MongoDB-ODM, NOSQL databases in Python, designed for simplicity, compatibility, and robustness.

GitHub all releases PyPI


Introduction

The purpose of this module is to do provide easy access to the database with the python object feature with MongoDB and pymongo. With pymongo that was very easy to make spelling mistakes of a collection name when you are doing database operation. This module provides you minimal ODM with a modeling feature so that you don’t have to look up the MongoDB dashboard(Mongo Compass) to know about field names or data types.

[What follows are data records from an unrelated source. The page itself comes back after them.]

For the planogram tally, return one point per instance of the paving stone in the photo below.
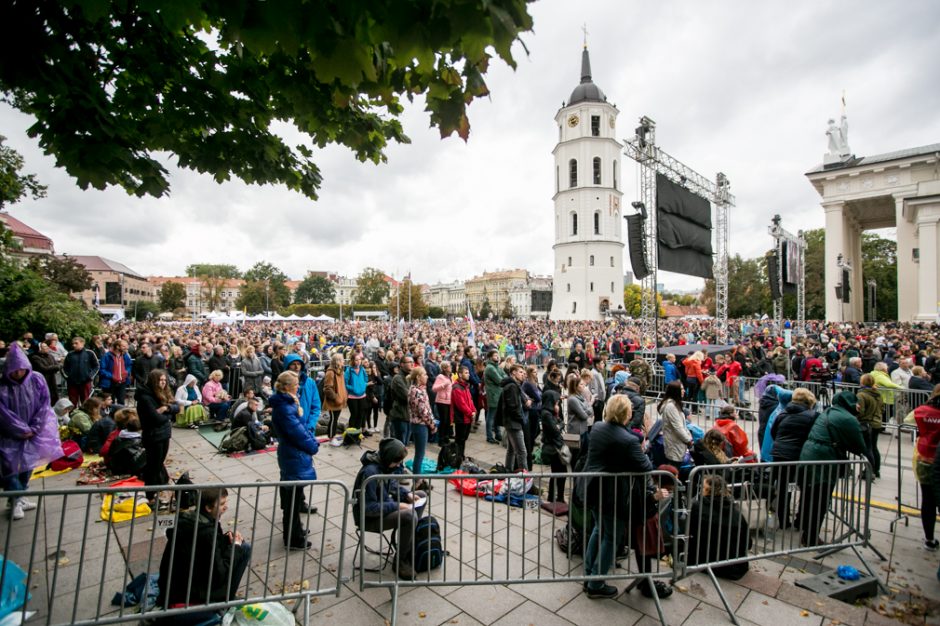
(486, 603)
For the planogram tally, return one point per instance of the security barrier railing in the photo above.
(76, 554)
(744, 512)
(494, 533)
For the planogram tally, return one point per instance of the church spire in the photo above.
(585, 66)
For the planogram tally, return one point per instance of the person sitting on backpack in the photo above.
(387, 504)
(126, 454)
(717, 529)
(197, 552)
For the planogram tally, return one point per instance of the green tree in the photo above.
(418, 307)
(880, 263)
(172, 296)
(66, 274)
(14, 186)
(315, 290)
(371, 287)
(264, 289)
(217, 270)
(748, 290)
(211, 81)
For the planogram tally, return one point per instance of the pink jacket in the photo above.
(441, 388)
(212, 392)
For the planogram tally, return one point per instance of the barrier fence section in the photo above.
(494, 533)
(76, 554)
(743, 512)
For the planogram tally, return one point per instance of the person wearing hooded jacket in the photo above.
(295, 450)
(772, 402)
(308, 395)
(29, 435)
(386, 504)
(156, 408)
(833, 434)
(189, 399)
(790, 431)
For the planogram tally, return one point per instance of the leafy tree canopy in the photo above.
(215, 270)
(371, 287)
(172, 296)
(14, 185)
(264, 289)
(315, 290)
(112, 84)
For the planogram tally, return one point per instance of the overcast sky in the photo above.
(740, 87)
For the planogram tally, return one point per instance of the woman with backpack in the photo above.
(156, 408)
(334, 391)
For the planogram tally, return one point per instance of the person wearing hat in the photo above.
(386, 503)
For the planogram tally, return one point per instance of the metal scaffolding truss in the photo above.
(652, 160)
(782, 236)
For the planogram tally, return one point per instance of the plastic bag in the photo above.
(126, 507)
(266, 613)
(14, 594)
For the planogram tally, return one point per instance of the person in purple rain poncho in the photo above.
(28, 428)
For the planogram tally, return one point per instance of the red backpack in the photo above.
(72, 457)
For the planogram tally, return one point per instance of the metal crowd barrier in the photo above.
(757, 511)
(76, 556)
(493, 542)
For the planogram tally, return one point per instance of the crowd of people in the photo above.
(529, 384)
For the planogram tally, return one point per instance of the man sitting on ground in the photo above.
(198, 554)
(389, 506)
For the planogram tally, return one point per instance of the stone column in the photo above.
(907, 268)
(857, 307)
(927, 275)
(835, 245)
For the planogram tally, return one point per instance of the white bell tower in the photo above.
(588, 274)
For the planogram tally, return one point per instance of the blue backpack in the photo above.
(428, 546)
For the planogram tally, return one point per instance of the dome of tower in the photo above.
(587, 91)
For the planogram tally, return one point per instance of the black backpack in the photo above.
(428, 546)
(449, 456)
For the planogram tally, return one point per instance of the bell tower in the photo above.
(588, 272)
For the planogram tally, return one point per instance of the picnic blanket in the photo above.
(43, 472)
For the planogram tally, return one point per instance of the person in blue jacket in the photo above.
(308, 395)
(295, 450)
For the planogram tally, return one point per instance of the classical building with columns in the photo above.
(897, 189)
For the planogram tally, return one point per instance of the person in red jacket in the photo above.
(462, 408)
(927, 417)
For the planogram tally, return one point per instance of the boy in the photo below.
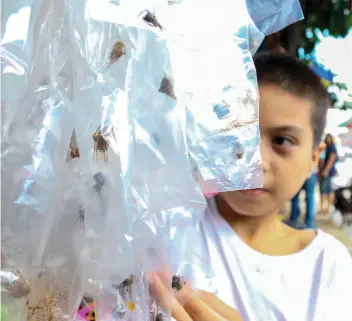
(266, 270)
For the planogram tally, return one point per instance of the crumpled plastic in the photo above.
(110, 137)
(271, 16)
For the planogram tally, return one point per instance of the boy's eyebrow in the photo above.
(290, 128)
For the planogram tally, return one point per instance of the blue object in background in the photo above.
(221, 110)
(321, 71)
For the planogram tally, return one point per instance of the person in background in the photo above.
(263, 268)
(309, 189)
(326, 172)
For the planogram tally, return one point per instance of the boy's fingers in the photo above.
(218, 306)
(167, 300)
(200, 311)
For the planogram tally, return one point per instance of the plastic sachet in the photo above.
(214, 78)
(159, 192)
(40, 254)
(102, 208)
(271, 16)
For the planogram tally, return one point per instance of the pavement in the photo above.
(343, 235)
(326, 223)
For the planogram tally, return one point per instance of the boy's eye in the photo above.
(283, 141)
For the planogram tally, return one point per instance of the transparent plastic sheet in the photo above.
(218, 89)
(146, 129)
(36, 131)
(271, 16)
(116, 200)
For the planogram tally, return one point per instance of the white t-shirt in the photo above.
(312, 285)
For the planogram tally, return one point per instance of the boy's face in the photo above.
(287, 152)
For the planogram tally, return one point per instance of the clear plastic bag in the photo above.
(271, 16)
(106, 122)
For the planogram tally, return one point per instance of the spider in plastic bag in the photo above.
(151, 19)
(177, 282)
(100, 145)
(167, 88)
(118, 50)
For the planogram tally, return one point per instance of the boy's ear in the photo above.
(316, 155)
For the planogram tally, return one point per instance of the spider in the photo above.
(151, 20)
(118, 50)
(166, 87)
(100, 145)
(178, 282)
(80, 218)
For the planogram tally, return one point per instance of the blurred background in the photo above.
(324, 41)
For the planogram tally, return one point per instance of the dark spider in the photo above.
(151, 20)
(159, 317)
(177, 282)
(99, 181)
(80, 218)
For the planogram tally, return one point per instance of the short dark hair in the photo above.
(296, 77)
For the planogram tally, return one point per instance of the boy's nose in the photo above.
(265, 151)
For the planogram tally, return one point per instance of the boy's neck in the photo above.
(250, 227)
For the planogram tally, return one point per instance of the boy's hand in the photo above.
(189, 305)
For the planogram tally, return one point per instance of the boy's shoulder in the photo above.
(334, 250)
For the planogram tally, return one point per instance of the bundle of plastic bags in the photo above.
(116, 118)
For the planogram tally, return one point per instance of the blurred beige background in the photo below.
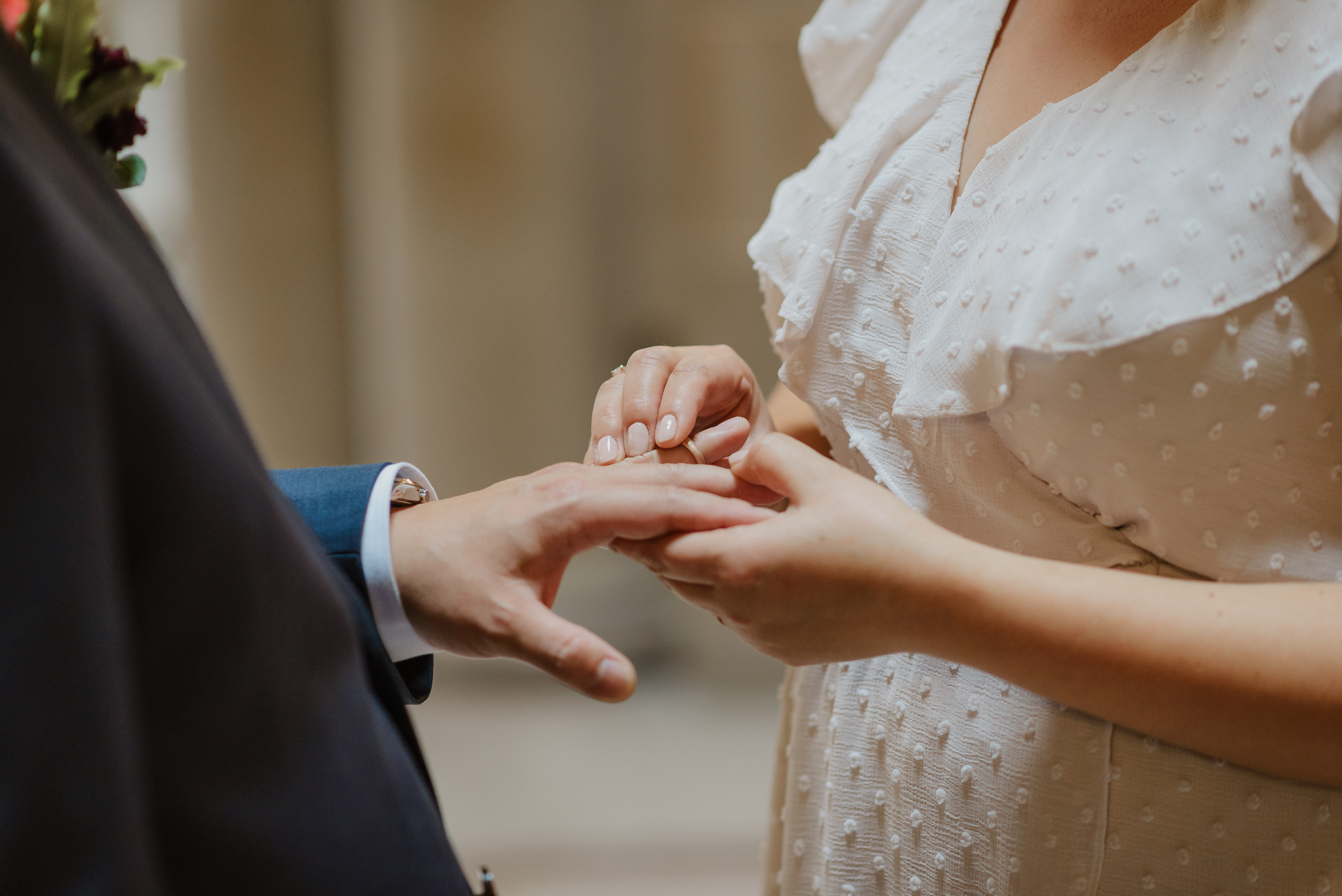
(426, 230)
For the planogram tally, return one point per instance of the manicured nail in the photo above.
(638, 443)
(612, 679)
(666, 431)
(607, 450)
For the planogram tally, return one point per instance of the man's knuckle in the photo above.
(650, 357)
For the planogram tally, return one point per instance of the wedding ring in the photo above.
(694, 450)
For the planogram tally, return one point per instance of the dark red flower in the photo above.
(114, 130)
(113, 133)
(104, 60)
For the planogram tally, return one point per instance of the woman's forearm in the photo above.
(1251, 674)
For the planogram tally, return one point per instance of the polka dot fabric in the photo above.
(1122, 348)
(1209, 445)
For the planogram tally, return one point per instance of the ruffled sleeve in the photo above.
(842, 47)
(1317, 141)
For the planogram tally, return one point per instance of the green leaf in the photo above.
(129, 171)
(106, 94)
(160, 68)
(62, 43)
(112, 92)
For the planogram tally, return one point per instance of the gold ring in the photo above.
(694, 450)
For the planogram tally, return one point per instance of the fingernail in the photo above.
(607, 450)
(666, 431)
(612, 678)
(637, 443)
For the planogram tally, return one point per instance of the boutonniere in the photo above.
(98, 86)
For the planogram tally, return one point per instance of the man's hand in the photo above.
(667, 394)
(478, 573)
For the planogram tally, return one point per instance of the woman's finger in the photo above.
(721, 442)
(607, 446)
(645, 380)
(785, 466)
(713, 381)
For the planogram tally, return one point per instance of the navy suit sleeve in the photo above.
(334, 501)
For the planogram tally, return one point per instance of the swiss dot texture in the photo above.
(1122, 348)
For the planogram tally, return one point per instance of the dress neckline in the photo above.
(1031, 124)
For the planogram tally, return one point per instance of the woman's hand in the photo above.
(1247, 672)
(843, 573)
(669, 394)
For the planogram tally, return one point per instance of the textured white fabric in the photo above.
(1187, 302)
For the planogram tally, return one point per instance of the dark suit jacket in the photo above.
(194, 699)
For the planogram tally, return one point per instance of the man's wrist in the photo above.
(399, 636)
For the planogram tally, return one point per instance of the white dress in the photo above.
(1122, 348)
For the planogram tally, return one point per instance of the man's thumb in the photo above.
(572, 655)
(783, 464)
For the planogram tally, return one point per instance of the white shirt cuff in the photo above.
(400, 639)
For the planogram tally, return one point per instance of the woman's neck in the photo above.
(1046, 52)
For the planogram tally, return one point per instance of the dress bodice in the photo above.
(1122, 348)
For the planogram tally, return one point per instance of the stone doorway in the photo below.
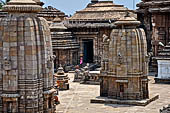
(88, 50)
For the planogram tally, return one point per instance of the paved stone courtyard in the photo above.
(77, 100)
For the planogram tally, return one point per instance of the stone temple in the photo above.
(124, 62)
(26, 79)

MongoDb-ODM is based on Python type annotations, and powered by PyMongo and Pydantic.

The key features are:

  • Intuitive to write: Great editor support. Completion everywhere. Less time debugging. Designed to be easy to use and learn. Less time reading docs.
  • Easy to use: It has sensible defaults and does a lot of work underneath to simplify the code you write.
  • Compatible: It is designed to be compatible with FastAPI, Pydantic, and PyMongo.
  • Extensible: You have all the power of PyMongo and Pydantic underneath.
  • Short: Minimize code duplication. A single type annotation does a lot of work. No need to duplicate models in PyMongo and Pydantic.

Requirement

MongoDb-ODM will work on Python 3.7 and above

This MongoDb-ODM is build top of PyMongo and Pydantic. Those package are required and will auto install while MongoDb-ODM was installed.

Example

Define model

from datetime import datetime
from pydantic import Field
from pymongo import IndexModel, ASCENDING
from typing import Optional

from mongodb_odm import Document


class User(Document):
    username: str = Field(...)
    email: Optional[str] = Field(default=None)
    full_name: str = Field(...)

    is_active: bool = True
    date_joined: datetime = Field(default_factory=datetime.utcnow)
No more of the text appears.